As a result, remote onboarding processes have become increasingly commonplace and the rise in remote has meant businesses face a host of new challenges to get this process right.  

A good onboarding process is critical to retention and can often be the key to the long-term success of an employee. We’re told from a young age that first impressions are the most important and that isn’t any different from a business perspective.  

Probationary periods and those early stages of a new employee’s time with you are as much a time for them to decide if your company is a fit, as it is for you to decide if they will be with you for the long haul.  

Remote onboarding may seem daunting, after all, it is difficult to gain a full impression of a person through a computer screen, but with businesses opting for a remote-first approach, it’s imperative you get it right.  

So, here are some of our tips for creating a seamless onboarding process.  


Create a community  

New starters often feel like the odd ones out when joining a company; they don’t know anyone and haven’t built any relationships yet. It can often help to onboard multiple new starters around the same time as each other to help them feel less like they are facing the company alone and it gives them an instant bond via shared experience.  

If they’re not joining at the same time as others, do all you can to connect them with the wider team early on. This will help to create a stronger sense of belonging and improve their confidence as they begin getting to grips with the business. 


Be proactive about training 

 Supplying a new starter with endless documents to read can be intense and boring.
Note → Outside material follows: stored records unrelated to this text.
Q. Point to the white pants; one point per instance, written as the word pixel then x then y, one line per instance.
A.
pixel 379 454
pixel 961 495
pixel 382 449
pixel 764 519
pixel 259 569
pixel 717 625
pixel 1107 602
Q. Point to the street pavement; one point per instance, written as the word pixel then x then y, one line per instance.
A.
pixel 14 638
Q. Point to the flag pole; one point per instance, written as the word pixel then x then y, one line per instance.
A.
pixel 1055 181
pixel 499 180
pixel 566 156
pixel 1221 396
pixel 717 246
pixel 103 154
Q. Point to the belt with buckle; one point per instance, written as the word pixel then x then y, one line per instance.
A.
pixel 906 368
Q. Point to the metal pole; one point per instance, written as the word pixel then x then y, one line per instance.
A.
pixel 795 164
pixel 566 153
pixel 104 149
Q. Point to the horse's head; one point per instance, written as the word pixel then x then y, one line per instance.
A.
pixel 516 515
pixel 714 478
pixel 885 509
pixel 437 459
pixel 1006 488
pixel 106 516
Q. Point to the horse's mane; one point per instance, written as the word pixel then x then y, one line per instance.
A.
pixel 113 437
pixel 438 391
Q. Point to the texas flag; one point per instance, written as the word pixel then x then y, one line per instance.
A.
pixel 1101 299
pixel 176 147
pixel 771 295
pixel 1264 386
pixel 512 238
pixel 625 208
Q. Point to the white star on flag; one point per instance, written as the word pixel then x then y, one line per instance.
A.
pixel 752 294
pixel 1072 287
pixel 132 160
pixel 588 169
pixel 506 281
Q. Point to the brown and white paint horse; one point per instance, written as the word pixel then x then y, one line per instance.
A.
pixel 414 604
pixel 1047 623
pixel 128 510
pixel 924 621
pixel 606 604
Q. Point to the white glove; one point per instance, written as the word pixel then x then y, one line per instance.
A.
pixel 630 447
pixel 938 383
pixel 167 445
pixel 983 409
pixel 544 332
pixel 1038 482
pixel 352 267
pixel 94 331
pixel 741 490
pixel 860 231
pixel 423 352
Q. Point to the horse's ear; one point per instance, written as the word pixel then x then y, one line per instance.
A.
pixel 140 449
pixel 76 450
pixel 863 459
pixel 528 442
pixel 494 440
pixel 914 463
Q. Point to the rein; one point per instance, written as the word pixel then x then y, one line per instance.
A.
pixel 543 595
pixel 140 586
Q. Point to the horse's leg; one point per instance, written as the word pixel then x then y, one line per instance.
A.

Providing clear instructions about what needs to be done, where to find the information and resources, and how to access necessary systems and software will make the process considerably easier.  

 Additionally, you may want to consider creating videos that allow the candidate to learn at their own pace.  


Pair new hires with existing employees  

Providing a new hire with a designated point of contact early on helps minimise any potential embarrassment or confusion.   

We’ve all felt a little out of our depth in a new environment before, and this provides them with the safety of a familiar and trustworthy person to answer any questions, without the fear of it being a silly question, or bothering the wrong person. 

Assigning a mentor from outside of their team is a great way for new employees to get to know others in the business and to better understand how team operate.  


Check-in regularly 

Checking in with all employees is vital to ensuring their happiness and progression, but it’s even more important to do so with new starters, particularly those that are in a remote or hybrid role where face-to-face time is less. 

Follow up with new starters on a regular basis ensures that they are making the correct progress, have all the tools and assistance they need, and have a chance to ask any outstanding questions.  

This gives you a chance to see how quickly they are picking things up or to offer them support/alternative options if they are struggling.  

This will help them feel supported and more comfortable coming to you with things in the future. We recommend catching up at the end of week 1, week 2, month 1, month 3 and month 6, but make sure they’re aware they can always come to you if they need support. 


Final thoughts 

The world of employment is ever changing and competition for top talent is fierce, so it is essential that you stay with the times and progress with the others to avoid being left behind.  

Following these steps will allow you to create a streamlined and effective remote onboarding process for your new starters, ensuring you’re creating the perfect first impression and engaging them throughout.